Tuesday, October 28, 2008

Pamela Erickson, DrPH, PhD , Anthropology, University of Connecticut, Storrs, CT
Linda Hock-Long, PhD , Research Department, Family Planning Council, Philadelphia, PA
Claudia Santelices, PhD , Center for Health, Intervention, and Prevention, University of Connecticut, Storrs, CT
Amy Cassidy , Research Department, Family Planning Council, Philadelphia, PA
Mark M. Macauda, MPH, PhD , Center for Health, Intervention and Prevention, University of Connecticut, Storrs, CT
Merrill Singer, Ph D , Center for Health, Intervention and Prevention, University of Connecticut, Hartford, CT
Multipartnered fertility is the latest reproductive social problem to be identified. It is "a problem whose importance is perhaps equal to that of non-marital childbearing, unintended childbearing, and childbearing among women younger than age 18."(Klerman 2007: 56). It is more likely among women who are single when they have their first child, who begin childbearing early (i.e., as adolescents), who live in poverty, and among minority women. Using data from sexual and relationship life history interviews that track the trajectory and nature of participants' most important sexual and romantic relationships (N=120) and focus groups about the meaning of children and parenting (N=8) among inner city African American and Puerto Rican emerging young adults (age 18-25) in Hartford and Philadelphia, we describe the social context in which young people come to have children with more than one partner and how this affects their lives. Many of our participants already have children (40% in Hartford, 47% in Philadelphia) and most of them are not still romantically involved with the father/mother of their child, although they may share some childrearing responsibilities. This pattern ensures multipartnered fertility will be the norm. We discuss the social and economic importance of the role of "baby mama/daddy" within social and cultural context. We argue that biomedicalization of multipartnered fertility extends the stigma of early childbearing throughout the lives of those who embody this experience and live in quite a different world than those proposing delayed childbearing and marriage as the solution.

Learning Objectives:
1. Describe the socio-cultural and interpersonal relationship context in which multipartnered fertility occurs. 2. Discuss the negative impact of stigmatizing multipartnered fertility among lower SES minority populations. 3. Identify the structural factors that contribute to mutipartnered fertility.
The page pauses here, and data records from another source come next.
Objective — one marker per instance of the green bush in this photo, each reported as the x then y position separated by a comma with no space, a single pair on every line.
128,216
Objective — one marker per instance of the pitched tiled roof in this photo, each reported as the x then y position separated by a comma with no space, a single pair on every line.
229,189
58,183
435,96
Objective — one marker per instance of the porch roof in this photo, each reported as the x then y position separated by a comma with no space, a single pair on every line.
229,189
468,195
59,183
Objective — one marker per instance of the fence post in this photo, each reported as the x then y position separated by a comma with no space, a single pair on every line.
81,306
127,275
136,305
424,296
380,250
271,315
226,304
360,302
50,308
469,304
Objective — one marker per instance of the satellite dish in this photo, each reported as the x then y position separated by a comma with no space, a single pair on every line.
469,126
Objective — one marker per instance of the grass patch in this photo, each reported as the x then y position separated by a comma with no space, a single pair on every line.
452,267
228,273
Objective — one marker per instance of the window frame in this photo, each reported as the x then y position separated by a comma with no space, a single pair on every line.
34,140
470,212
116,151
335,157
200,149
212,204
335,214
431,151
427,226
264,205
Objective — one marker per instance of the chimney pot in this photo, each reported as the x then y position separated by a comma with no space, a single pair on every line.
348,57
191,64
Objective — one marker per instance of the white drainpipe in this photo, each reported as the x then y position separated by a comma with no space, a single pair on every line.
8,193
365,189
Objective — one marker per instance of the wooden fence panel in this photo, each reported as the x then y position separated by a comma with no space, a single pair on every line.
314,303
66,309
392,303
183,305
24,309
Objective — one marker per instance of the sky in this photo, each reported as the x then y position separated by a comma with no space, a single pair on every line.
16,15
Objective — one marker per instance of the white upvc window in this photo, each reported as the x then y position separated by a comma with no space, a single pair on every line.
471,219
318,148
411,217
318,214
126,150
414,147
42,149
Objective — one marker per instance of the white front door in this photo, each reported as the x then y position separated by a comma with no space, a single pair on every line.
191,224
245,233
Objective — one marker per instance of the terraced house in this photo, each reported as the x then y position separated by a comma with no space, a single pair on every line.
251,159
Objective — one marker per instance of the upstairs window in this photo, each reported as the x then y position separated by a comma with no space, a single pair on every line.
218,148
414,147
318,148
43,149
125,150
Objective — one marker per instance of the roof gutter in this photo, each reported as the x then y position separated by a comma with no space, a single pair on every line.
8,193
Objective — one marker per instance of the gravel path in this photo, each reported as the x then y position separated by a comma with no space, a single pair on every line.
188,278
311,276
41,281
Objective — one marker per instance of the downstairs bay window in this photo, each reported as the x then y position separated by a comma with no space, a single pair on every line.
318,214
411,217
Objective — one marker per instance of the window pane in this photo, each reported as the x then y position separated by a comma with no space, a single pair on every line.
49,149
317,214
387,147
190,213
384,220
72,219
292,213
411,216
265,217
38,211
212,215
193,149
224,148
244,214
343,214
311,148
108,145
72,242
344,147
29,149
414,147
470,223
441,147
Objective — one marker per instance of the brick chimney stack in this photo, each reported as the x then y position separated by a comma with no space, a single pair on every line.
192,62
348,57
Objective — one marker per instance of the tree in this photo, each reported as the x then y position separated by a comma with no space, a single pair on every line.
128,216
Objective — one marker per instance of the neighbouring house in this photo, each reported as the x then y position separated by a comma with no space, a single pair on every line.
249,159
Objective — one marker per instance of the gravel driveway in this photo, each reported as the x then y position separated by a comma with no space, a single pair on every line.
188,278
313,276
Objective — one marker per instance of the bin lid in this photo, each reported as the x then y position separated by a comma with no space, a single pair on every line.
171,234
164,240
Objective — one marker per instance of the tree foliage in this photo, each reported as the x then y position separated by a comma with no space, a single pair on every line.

Keywords: Reproductive Planning, Minorities

Presenting author's disclosure statement:

Qualified on the content I am responsible for because: I am the Principal Investigator at the Hartford site.
Any relevant financial relationships? No

I agree to comply with the American Public Health Association Conflict of Interest and Commercial Support Guidelines, and to disclose to the participants any off-label or experimental uses of a commercial product or service discussed in my presentation.